Fig. 5: The three domains of CdpA have different contributions to the role of CdpA in of the organisation of FtsZ1 and FtsZ2.

a Alphafold2 models of CdpA showing domain boundaries of the GFP tagged deletion constructs, including the N-terminal domain (NTD), disordered linker, and C-terminal domain (CTD). b Fluorescence microscopy of H26 wild-type strains expressing the indicated constructs during mid-log growth in Hv-Cab medium with 0.2 mM Trp. Arrows indicate regions of weak midcell localisation. Scale bars, 5 µm. The lower panels show demographic analyses of fluorescence along the long axis, ordered from shortest to longest cells (left to right). n=number of cells examined over one representative experiment. c Phase-contrast and fluorescence micrographs of the indicated cdpA deletion strains producing either FtsZ1-mCherry or FtsZ2-GFP, sampled during mid-log phase growth in Hv-Cab + 0.2 mM Trp. Arrows indicate some faint foci of FtsZ2-GFP. Scale bars, 5 µm. d Fluorescence images of the indicated cdpA deletion strains co-producing FtsZ1-mCherry and FtsZ2-GFP. Scale bars, 2 µm. e Distributions of cellular correlation coefficients between FtsZ1-mCherry and FtsZ2-GFP and (f) ratio of localisation area for FtsZ1-mCherry:FtsZ2-GFP in the background strains shown below the lower panel.
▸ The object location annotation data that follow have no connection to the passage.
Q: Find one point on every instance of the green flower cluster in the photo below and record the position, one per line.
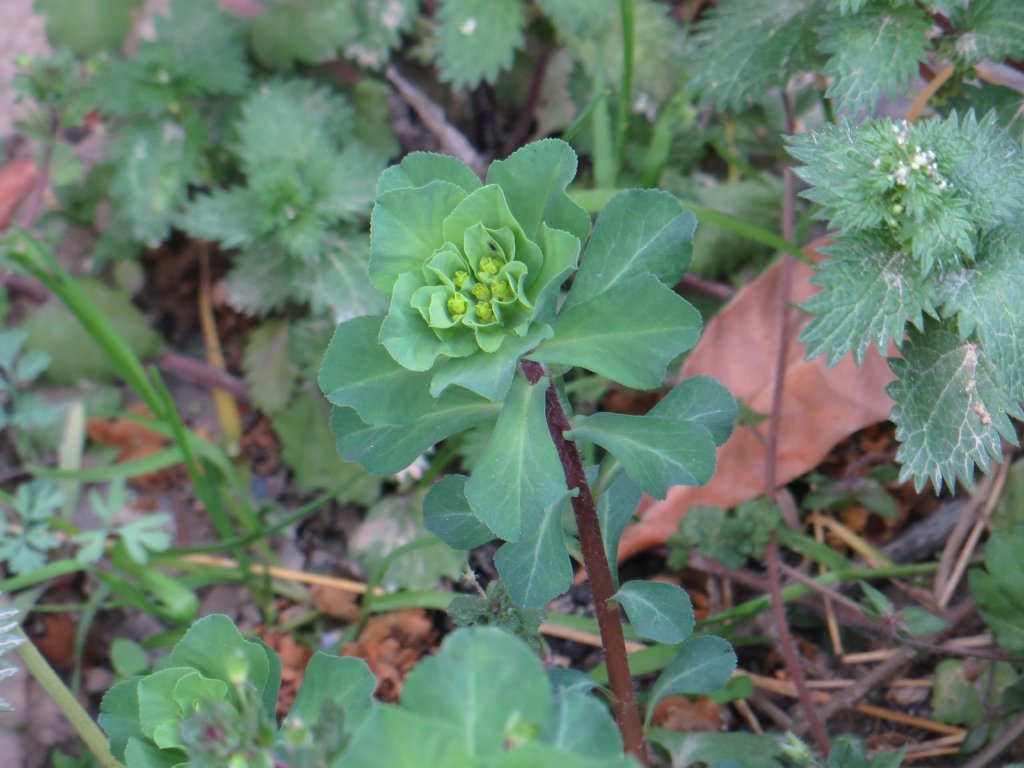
(468, 267)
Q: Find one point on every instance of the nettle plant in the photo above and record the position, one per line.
(478, 333)
(929, 255)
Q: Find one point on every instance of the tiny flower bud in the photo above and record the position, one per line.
(501, 291)
(458, 306)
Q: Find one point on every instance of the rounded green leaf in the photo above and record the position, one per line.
(704, 665)
(448, 515)
(657, 611)
(629, 333)
(655, 453)
(483, 681)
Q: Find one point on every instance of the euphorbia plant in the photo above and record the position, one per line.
(477, 331)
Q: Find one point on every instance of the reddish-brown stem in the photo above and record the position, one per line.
(598, 570)
(785, 642)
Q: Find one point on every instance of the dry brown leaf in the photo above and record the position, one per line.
(15, 180)
(820, 406)
(679, 714)
(391, 644)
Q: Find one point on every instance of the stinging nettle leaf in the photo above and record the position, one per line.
(639, 231)
(873, 52)
(951, 408)
(657, 611)
(519, 473)
(629, 333)
(702, 665)
(867, 295)
(655, 453)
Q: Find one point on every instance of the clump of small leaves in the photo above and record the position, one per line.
(27, 537)
(729, 537)
(929, 256)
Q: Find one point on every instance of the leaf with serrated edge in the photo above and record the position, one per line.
(873, 52)
(702, 665)
(867, 295)
(656, 453)
(951, 409)
(657, 611)
(628, 334)
(639, 231)
(519, 471)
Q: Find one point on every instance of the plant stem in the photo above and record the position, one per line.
(72, 710)
(598, 570)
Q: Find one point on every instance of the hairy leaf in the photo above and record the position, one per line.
(476, 39)
(868, 295)
(951, 408)
(748, 47)
(873, 52)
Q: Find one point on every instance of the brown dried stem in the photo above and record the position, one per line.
(598, 570)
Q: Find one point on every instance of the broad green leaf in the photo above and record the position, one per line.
(484, 682)
(951, 408)
(519, 473)
(873, 52)
(448, 515)
(306, 445)
(392, 522)
(269, 372)
(420, 168)
(76, 357)
(406, 229)
(988, 302)
(712, 749)
(119, 716)
(628, 334)
(213, 643)
(638, 231)
(997, 589)
(614, 509)
(392, 737)
(286, 33)
(534, 179)
(655, 453)
(476, 39)
(704, 400)
(702, 665)
(488, 375)
(583, 726)
(867, 295)
(89, 26)
(344, 680)
(155, 165)
(386, 450)
(748, 47)
(995, 31)
(657, 611)
(537, 568)
(357, 372)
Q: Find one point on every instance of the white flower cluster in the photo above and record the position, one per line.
(921, 160)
The sample sizes analysed for each background strain in panel e were as follows: 587 for H26, 665 for ΔcdpA, 397 for cdpA_ΔNTD, 424 for cdpA_ΔLinker, and 386 for cdpA_ΔCTD. The statistical test in panel e was performed using an unpaired t-test (two-tailed), with **** indicating a significant difference (P < 0.0001). The sample sizes analyzed for each background strain in panel f were as follows: 471 for H26, 320 for ΔcdpA, 349 for cdpA_ΔNTD, 329 for cdpA_ΔLinker, and 447 for cdpA_ΔCTD. (112 data points fell outside the axis limits). The data shown are representative from one of two independent experiments. Source data are provided as a Source Data file.